『小丸子(ショウワンズ)』


時は中国清朝中期、紅楼夢等の庶民文学により京劇文化が花開くと、京劇を見ながら手軽に食べられる食事(点心類)もそれに伴っていろいろなものが作られた。
中でも有名なものは、今で言うエビのツミレのような食べ物を丼に浮かべたスープ、「小丸子(ショウワンズ、小さい丸々としたもの、という意味)」である。
小丸子は花輪(かりん)という少年が爺やのために作ったのが最初とされ、後に「櫻桃小丸子(オウトウショウワンズ)」
という名で売り出し大繁盛、花輪と爺やは大金持ちになったというエピソードが伝わっている。
中国4000年の歴史!と聞いて多くの人が「辮髪頭にラーメン丼を持って、小丸子を食べる中国人」
容易にイメージすることからも、当時小丸子がいかに流行していたのかよくわかるだろう。

この小丸子、明治初期に清朝の特使であった穂波玉三郎(玉ちゃん)の尽力により日本でも売り出す事が決まったが、
その際新聞に載った「余リノ旨サ二踊リダス、本邦光臨(ほんぽうこうりん)小丸子!オ臍(へそ)ガチラリ」という広告は非常に有名であり
筆者のように「ザンギリ頭を叩いてみれば〜」と共に歴史の授業で習ったという諸兄は少なくないであろう。
ちなみに小丸子は豆腐屋のように路上販売が主だったが、「ピーヒャラピーヒャラ」「パッパパラパ」と笛やラッパを鳴らして客寄せをしたことから
当時はこれらの音を聞くだけで小丸子を思い出す者が多かったと言う。

このように、「"踊る本邦光臨"と言えば"小丸子"」と言われるほど庶民に浸透した小丸子は、丸尾、浜路、永沢、藤木といった著名人達に愛されたものの、
戦後になるとGHQによる急速な欧米化と共に廃れ、原料事情や後継者不足も相まって現在では地方で細々と売られるだけとなってしまったのは残念の一言である。

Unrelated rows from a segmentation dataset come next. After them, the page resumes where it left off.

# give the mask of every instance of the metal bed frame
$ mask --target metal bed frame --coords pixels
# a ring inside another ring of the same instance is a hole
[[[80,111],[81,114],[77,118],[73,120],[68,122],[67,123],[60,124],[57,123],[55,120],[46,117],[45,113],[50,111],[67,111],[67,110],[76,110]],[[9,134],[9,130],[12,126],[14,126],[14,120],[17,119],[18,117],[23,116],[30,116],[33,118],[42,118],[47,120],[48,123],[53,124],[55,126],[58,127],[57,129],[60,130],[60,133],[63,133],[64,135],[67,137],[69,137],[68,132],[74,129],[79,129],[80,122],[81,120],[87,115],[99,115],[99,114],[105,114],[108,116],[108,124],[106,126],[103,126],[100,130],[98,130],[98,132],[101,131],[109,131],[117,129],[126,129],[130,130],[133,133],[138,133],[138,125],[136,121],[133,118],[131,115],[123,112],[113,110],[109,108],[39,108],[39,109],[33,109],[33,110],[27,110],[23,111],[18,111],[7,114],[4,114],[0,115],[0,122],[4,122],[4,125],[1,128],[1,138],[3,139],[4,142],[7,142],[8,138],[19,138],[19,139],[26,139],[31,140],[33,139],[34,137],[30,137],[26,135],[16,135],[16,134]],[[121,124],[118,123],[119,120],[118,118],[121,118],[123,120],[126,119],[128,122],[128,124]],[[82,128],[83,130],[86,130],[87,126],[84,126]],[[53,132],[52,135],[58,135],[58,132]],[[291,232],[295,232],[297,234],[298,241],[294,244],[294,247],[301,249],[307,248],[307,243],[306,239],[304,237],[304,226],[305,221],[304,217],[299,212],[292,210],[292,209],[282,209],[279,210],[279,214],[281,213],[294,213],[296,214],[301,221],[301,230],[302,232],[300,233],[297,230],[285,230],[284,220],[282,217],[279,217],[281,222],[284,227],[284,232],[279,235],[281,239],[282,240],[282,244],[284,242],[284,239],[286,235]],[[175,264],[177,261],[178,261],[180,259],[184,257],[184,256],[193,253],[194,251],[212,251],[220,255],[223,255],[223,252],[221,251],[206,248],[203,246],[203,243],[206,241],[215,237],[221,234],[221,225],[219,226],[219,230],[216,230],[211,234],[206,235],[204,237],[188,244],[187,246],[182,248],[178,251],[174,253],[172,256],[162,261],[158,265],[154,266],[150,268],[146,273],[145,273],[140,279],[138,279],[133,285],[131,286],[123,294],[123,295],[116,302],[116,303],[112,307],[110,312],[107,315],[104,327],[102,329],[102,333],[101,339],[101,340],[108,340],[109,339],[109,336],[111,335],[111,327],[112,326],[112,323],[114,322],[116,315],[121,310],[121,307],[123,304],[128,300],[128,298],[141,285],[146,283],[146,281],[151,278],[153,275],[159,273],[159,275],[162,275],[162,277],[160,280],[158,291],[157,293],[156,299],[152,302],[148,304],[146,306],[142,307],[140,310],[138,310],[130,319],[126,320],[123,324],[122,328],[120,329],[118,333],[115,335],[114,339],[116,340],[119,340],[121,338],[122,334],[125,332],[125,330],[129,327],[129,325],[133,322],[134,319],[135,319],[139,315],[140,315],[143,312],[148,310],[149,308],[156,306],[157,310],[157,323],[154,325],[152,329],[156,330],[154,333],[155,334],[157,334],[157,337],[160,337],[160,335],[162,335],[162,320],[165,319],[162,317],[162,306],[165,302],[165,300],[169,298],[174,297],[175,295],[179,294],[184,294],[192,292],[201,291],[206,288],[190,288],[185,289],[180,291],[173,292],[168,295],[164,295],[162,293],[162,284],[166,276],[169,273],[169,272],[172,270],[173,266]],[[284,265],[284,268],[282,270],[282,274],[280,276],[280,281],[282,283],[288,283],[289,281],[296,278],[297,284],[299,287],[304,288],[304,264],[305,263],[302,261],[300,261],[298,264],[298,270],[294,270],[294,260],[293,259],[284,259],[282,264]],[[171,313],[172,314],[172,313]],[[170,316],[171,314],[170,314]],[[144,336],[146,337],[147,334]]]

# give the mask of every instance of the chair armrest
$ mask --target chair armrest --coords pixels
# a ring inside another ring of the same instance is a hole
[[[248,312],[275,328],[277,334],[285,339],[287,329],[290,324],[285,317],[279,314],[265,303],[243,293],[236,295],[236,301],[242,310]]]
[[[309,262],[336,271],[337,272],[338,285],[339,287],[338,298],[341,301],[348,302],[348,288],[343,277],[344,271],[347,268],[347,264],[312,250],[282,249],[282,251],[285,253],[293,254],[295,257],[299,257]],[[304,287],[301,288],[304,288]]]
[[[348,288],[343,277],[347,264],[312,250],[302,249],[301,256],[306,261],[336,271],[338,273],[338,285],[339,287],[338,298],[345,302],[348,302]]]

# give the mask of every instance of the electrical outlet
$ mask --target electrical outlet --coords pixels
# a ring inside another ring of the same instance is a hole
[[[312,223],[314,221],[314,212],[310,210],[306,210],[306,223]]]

昨今、サザエさん、ドラえもんと並ぶ国民的アニメとして有名なちびまる子ちゃんの曲として「おどるポンポコリン」と言う
不思議な歌詞の曲が有名だが、それはこの小丸子のキャッチコピーを参考にしている事は賢明な読者諸君はお分かりのことであろう。
なお、あるプロデューサーがたまたま食べた小丸子のうまさに感動し、
「もっと強く黄身を溶き入れたなら、もう他に探すものはない(=それだけ完成された味)」と大絶賛した事が
ロックバンドであるWANDSの名前の由来である事は意外と知られていない。


民明書房刊『明治から昭和の庶民文化〜夢見ることなら目一杯〜』より









さくらももこさん追悼、ちびまる子ちゃんネタです。いい人ほど早く死んでいく…

ちなみに中国(&台湾)では実際、ちびまる子ちゃんの事を「櫻桃小丸子」と呼んでいますが、上記小丸子との関連性は不明です。